Carbon nanotubes are not all the same, and have properties ranging from semiconductor to semi-metallic to metallic.
Making them always produces a mix, but only semiconductor tubes can be used to fabricate transistors.
In a solution of mixed tubes, Loi’s polymers are tuned to selectively wrap themselves around specific carbon nanotubes – semiconducting types, for example.
Adding thiols – a type of suphur-containing molecule – then makes the selected polymer attach the nanaotube to the gold.
There is a ‘but’ – the thiols reduce selectivity.
“We had the idea of using polymers with thiol side chains some time ago”, said Loi.
IBM, according to Groningen, also patented the concept.
“But there was a big problem in the IBM work: the polymers with thiols also attached to metallic nanotubes, and included them in the transistors, which ruined them,” said Loi.
Groningen scientists have now worked with IBM Zurich, and the University of Wuppertal, to get a polymer which remains selective while retaining the ability to attach to gold.
With scientists at Wuppertal, Loi reduced the thiol content of the polymers.

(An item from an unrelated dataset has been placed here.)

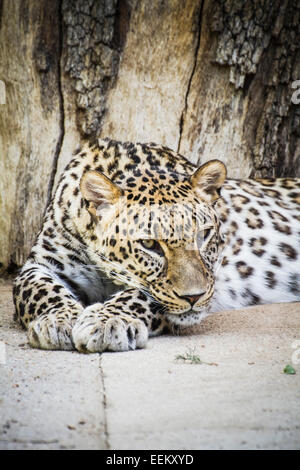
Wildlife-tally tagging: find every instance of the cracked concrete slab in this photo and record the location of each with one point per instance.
(237, 397)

“What we have now shown is that this concept of bottom-up assembly works: by using polymers with a low concentration of thiols, we can selectively bring semiconducting nanotubes from a solution onto a circuit,” she said.
The sulphur-gold bond is strong, fixing the nanotubes firmly enough to survive sonication in organic solvents.
To make a transistor, metallic patterns are deposited on a carrier, which is then dipped into a solution of carbon nanotubes.
Careful electrode spacing achieves proper alignment.
“The tubes are some 500nm long, and we placed the electrodes for the transistors at intervals of 300 nanometres. The next transistor is over 500 nanometres away,” said Loi.
Resulting FETs have mobilities up to 24cm2/Vs.
This spacing limits the density of the transistors, but Loi is confident that this could be increased. “It is difficult to predict whether the industry will develop this idea, but we are working on improvements, and this will eventually bring the idea closer to the market,” said Loi.
‘On-chip chemical self-assembly of semiconducting single-walled carbon nanotubes (SWNTs): towards robust and scale invariant SWNTs transistors‘ is published in Advanced Materials.